>> I here late '08, '09 as the when.
If this is indeed the info churning in the silicon rumourmill, then it likely is true.
As for Intel's answer to HyperTransport: Actually, I would not go into convulsions if Intel announced one day that they were joining the HyperTransport Consortium. But, the chance of that happening are at best 10%. About the only other *existing* microprocessor I/O interconnect that might have a chance at working for an X86 processor is RapidIO -- and that would be if Intel took a big interest in hijacking the spec and beefing it up. Then, there's the super fast, shiny, high-tech wunderkind data channel called InfiniBand, but nobody uses InfiniBand for processor interconnects.
However, InfiniBand is the data channel that *could* replace just about every other type of bus or channel except super-cheap USB. InfiniBand has the capability to replace ATA, SATA, SCSI, SAS, Fibre-Channel, Ethernet, and PCI. InfiniBand is currently the darling of the supercomputing crowd, but it should soon begin making inroads into the realm of the blade server, where the multi-core / multi-processor plug-in server blade has a very fast very-low-latency 5 Gb/s or 10 Gb/s InfiniBand connection to an InfiniBand fabric for all its I/O. Somewhere out on the InfiniBand fabric -- maybe even a half kilometer away -- are host channel adapters for direct connections to multi-port Ethernet switches, multi-port Fibre-Channel switches, multi-port SAS/SATA switches, PCI Express, general serial I/O, etc. OK, I'll quit babbling.
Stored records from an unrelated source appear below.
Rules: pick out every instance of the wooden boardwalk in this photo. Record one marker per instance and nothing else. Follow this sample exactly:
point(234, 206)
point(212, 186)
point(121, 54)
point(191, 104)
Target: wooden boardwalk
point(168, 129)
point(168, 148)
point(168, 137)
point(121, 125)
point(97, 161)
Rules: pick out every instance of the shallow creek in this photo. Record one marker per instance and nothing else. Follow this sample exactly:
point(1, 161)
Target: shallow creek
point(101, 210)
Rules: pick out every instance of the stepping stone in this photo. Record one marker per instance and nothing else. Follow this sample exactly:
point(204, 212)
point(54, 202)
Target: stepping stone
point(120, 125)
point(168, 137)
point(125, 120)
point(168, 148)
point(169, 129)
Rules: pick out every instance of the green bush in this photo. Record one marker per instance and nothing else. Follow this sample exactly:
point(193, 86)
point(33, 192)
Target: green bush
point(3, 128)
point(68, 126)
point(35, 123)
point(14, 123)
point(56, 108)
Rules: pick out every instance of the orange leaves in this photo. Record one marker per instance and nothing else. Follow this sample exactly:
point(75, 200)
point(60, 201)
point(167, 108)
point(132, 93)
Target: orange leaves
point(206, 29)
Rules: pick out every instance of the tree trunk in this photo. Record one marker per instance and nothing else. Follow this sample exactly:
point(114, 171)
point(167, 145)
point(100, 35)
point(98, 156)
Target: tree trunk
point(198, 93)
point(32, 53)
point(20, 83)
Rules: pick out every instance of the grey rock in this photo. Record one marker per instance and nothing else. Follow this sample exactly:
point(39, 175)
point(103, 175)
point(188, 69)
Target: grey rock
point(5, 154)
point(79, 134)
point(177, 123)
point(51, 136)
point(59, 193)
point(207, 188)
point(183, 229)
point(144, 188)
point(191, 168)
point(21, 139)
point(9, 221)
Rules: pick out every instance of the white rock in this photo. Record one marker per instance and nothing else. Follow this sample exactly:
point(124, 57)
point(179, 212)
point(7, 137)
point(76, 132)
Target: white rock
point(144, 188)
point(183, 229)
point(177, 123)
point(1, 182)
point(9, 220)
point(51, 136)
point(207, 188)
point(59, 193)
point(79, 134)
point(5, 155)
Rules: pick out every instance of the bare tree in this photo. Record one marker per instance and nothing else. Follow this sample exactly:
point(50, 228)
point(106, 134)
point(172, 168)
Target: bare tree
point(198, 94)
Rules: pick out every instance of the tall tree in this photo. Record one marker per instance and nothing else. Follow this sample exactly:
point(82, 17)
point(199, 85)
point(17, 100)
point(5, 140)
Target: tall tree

This leads me to wondering what the hell Intel has been cooking up in the labs to take on HyperTransport. Could there eventually be another PCI specification? Maybe something called Super PCI, or PCI Ultra, or PCI Grid, or the Mother-Of-All-PCI? Maybe a radical new PCI that does everything what PCI Express does now, but adds microprocessor interconnects for X86 and Itanium? This would be my guess if Intel doesn’t have a change of heart and join the HT Consortium (cold day in Hell) <cough>.